Srdjan walks through the three main approaches — linear periodization for beginners building their foundation, non-linear for intermediate lifters juggling real life, and block periodization for more advanced athletes chasing specific adaptations. He also explains the deload — the week where you go lighter on purpose, which feels like cheating but is actually the thing that lets you keep going.

They also get into the mechanics of how a real program is built: why you start with higher reps and lower weight before you ever touch anything heavy, what progressive overload actually looks like in practice, and — crucially — why loading your biceps the same way you'd load your back is how people end up hurt and confused.

Pete has questions. Reasonable ones.
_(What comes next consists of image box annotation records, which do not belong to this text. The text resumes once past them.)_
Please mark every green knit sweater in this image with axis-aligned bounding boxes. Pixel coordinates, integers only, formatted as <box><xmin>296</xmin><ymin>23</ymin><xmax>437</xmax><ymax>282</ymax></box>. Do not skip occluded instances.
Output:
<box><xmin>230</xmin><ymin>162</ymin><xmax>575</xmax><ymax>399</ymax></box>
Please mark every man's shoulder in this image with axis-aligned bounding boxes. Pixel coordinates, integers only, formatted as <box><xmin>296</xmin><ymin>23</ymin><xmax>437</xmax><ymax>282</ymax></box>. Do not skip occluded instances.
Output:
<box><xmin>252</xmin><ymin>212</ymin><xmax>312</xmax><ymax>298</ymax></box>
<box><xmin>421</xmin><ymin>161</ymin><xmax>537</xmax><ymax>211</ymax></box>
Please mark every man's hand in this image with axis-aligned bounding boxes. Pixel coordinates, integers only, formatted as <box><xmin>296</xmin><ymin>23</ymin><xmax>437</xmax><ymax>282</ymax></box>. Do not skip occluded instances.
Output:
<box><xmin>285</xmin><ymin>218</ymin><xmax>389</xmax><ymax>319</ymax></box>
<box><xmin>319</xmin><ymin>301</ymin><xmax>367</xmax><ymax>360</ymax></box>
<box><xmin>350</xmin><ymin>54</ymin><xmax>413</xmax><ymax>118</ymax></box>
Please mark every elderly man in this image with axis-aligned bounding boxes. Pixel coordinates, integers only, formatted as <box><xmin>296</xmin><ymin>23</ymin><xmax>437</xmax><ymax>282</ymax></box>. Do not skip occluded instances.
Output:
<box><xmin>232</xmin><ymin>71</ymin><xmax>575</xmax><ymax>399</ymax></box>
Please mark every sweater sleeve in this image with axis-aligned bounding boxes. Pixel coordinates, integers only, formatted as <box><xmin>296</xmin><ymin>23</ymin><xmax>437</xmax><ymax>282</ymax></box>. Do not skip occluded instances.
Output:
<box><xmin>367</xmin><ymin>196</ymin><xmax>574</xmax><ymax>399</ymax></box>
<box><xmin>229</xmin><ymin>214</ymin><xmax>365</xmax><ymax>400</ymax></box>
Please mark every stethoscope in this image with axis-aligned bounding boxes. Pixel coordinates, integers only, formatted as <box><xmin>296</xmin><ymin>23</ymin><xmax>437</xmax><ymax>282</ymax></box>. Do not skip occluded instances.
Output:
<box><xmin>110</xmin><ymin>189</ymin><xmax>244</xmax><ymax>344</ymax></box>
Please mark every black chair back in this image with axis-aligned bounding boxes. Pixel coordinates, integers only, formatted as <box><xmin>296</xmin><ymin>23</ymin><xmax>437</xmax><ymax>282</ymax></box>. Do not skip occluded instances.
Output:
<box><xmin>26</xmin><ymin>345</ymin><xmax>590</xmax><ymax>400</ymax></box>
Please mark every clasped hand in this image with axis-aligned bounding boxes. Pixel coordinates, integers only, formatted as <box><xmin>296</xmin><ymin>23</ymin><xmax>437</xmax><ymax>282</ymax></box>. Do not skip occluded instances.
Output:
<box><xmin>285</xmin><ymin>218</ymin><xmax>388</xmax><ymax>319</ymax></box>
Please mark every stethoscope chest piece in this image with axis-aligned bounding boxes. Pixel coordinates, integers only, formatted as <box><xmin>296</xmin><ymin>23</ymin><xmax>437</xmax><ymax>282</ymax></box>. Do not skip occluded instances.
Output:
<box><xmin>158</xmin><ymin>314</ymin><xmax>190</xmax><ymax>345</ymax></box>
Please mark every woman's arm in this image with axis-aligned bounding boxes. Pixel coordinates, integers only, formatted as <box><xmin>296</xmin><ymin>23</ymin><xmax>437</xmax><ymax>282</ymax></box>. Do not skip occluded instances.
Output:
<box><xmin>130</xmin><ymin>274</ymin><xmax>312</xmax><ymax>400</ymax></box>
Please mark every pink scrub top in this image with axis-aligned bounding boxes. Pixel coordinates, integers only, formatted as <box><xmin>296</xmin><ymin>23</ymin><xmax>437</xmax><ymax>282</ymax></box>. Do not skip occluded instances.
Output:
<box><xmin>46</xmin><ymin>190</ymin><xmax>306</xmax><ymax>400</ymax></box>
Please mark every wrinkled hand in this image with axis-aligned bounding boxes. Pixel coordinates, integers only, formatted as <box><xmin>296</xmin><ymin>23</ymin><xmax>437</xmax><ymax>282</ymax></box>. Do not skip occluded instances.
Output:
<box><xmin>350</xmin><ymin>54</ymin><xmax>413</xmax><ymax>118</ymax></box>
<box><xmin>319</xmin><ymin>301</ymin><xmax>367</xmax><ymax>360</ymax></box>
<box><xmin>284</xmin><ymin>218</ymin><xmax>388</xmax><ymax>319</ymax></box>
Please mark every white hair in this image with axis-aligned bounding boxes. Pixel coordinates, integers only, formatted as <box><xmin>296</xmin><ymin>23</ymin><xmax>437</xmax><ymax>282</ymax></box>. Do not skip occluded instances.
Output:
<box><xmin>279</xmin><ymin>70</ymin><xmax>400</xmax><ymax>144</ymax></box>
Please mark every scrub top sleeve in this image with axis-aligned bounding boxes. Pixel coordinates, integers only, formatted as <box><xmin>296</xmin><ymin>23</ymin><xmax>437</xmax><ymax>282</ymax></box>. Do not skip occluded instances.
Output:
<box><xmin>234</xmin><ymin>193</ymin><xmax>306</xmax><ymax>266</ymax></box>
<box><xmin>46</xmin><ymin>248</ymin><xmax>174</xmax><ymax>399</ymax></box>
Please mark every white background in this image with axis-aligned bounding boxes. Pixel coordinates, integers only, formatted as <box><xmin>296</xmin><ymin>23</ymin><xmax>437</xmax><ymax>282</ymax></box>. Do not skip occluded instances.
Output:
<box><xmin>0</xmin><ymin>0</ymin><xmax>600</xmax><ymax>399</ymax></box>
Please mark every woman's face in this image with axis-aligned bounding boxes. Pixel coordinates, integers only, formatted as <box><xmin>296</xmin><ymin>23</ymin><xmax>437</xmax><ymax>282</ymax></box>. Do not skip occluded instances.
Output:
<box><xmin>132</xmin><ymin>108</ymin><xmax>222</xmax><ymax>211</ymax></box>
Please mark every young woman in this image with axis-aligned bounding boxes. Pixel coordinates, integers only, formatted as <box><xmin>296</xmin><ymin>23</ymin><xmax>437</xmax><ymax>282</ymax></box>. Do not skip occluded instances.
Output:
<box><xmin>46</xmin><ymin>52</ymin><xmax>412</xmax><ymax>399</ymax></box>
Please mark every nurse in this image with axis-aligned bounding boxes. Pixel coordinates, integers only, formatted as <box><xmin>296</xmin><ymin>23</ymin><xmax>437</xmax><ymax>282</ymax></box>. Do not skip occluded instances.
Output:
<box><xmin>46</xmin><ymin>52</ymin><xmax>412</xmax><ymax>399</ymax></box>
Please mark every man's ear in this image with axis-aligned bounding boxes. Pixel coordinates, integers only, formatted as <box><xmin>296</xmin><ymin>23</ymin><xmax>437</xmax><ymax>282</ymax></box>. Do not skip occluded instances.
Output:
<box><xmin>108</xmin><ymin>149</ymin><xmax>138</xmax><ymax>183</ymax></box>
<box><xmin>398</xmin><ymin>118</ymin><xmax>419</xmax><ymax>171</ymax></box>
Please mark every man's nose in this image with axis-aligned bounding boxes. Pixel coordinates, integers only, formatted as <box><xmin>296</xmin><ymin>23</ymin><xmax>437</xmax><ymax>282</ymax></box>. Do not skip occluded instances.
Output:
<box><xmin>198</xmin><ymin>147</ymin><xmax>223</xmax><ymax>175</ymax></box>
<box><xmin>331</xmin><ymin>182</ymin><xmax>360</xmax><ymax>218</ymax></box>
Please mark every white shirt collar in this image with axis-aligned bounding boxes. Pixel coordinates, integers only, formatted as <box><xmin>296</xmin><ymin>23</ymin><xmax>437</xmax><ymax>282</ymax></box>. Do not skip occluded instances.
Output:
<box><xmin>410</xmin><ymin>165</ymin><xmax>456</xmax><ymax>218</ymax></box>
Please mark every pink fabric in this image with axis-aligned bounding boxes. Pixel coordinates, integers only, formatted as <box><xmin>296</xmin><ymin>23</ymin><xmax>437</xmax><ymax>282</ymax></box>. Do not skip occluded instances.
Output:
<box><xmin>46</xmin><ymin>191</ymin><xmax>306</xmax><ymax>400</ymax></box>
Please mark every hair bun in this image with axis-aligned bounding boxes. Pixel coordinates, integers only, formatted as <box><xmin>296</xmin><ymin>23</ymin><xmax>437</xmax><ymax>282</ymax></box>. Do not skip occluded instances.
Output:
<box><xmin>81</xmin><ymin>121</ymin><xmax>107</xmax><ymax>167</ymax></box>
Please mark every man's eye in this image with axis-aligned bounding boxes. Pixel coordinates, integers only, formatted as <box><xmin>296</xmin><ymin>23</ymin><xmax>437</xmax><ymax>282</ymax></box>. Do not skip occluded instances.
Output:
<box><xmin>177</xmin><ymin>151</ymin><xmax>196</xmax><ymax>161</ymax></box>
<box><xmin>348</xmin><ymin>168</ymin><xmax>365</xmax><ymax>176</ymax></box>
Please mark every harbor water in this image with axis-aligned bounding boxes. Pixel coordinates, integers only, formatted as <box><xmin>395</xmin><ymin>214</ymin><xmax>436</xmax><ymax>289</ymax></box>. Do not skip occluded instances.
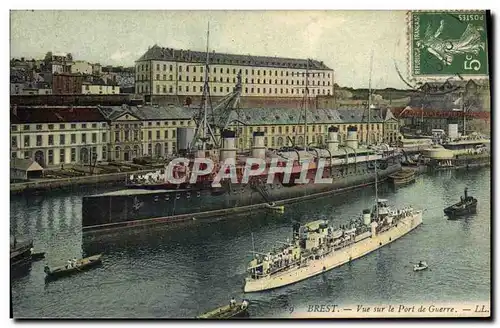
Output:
<box><xmin>10</xmin><ymin>168</ymin><xmax>491</xmax><ymax>318</ymax></box>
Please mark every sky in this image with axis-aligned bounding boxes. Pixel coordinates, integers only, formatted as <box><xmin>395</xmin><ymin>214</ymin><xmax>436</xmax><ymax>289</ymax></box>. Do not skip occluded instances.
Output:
<box><xmin>10</xmin><ymin>10</ymin><xmax>408</xmax><ymax>88</ymax></box>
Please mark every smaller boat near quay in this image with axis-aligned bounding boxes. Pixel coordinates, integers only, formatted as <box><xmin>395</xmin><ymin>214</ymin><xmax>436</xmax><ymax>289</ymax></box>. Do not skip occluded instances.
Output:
<box><xmin>444</xmin><ymin>188</ymin><xmax>477</xmax><ymax>219</ymax></box>
<box><xmin>422</xmin><ymin>128</ymin><xmax>491</xmax><ymax>170</ymax></box>
<box><xmin>196</xmin><ymin>298</ymin><xmax>249</xmax><ymax>319</ymax></box>
<box><xmin>244</xmin><ymin>161</ymin><xmax>423</xmax><ymax>293</ymax></box>
<box><xmin>389</xmin><ymin>169</ymin><xmax>415</xmax><ymax>186</ymax></box>
<box><xmin>413</xmin><ymin>261</ymin><xmax>429</xmax><ymax>272</ymax></box>
<box><xmin>44</xmin><ymin>254</ymin><xmax>102</xmax><ymax>279</ymax></box>
<box><xmin>10</xmin><ymin>237</ymin><xmax>45</xmax><ymax>267</ymax></box>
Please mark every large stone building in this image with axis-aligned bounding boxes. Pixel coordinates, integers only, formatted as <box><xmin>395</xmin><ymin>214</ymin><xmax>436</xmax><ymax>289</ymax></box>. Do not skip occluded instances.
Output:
<box><xmin>135</xmin><ymin>45</ymin><xmax>334</xmax><ymax>97</ymax></box>
<box><xmin>71</xmin><ymin>60</ymin><xmax>93</xmax><ymax>75</ymax></box>
<box><xmin>10</xmin><ymin>106</ymin><xmax>109</xmax><ymax>167</ymax></box>
<box><xmin>81</xmin><ymin>81</ymin><xmax>120</xmax><ymax>95</ymax></box>
<box><xmin>101</xmin><ymin>105</ymin><xmax>195</xmax><ymax>161</ymax></box>
<box><xmin>52</xmin><ymin>73</ymin><xmax>85</xmax><ymax>95</ymax></box>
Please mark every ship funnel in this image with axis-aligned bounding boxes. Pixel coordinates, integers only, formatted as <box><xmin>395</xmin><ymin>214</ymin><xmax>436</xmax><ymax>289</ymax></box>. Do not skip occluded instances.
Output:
<box><xmin>363</xmin><ymin>210</ymin><xmax>372</xmax><ymax>226</ymax></box>
<box><xmin>345</xmin><ymin>125</ymin><xmax>358</xmax><ymax>149</ymax></box>
<box><xmin>220</xmin><ymin>130</ymin><xmax>236</xmax><ymax>162</ymax></box>
<box><xmin>326</xmin><ymin>126</ymin><xmax>339</xmax><ymax>152</ymax></box>
<box><xmin>252</xmin><ymin>131</ymin><xmax>266</xmax><ymax>159</ymax></box>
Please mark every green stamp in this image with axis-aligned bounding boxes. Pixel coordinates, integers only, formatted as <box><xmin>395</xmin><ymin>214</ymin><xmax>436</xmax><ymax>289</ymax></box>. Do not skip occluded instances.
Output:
<box><xmin>409</xmin><ymin>10</ymin><xmax>488</xmax><ymax>77</ymax></box>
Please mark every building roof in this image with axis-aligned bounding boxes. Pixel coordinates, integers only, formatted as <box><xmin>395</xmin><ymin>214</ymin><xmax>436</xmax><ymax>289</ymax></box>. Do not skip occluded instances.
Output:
<box><xmin>137</xmin><ymin>44</ymin><xmax>331</xmax><ymax>70</ymax></box>
<box><xmin>100</xmin><ymin>105</ymin><xmax>196</xmax><ymax>121</ymax></box>
<box><xmin>10</xmin><ymin>106</ymin><xmax>106</xmax><ymax>124</ymax></box>
<box><xmin>10</xmin><ymin>158</ymin><xmax>43</xmax><ymax>171</ymax></box>
<box><xmin>229</xmin><ymin>108</ymin><xmax>383</xmax><ymax>125</ymax></box>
Like: does more sweat mean a better workout (no), do you have to change exercises constantly to keep making progress (also no), and does every set need to go to failure (please, no). Srdjan dismantles all of them with the patient authority of someone who has watched a lot of people make these mistakes in real time.

And at the end, Srdjan shares what actually makes him feel like the training is working — and it's not a personal best on an app. It's a stranger at a grocery store. Which turns out to be the most unexpectedly useful piece of advice in the whole episode.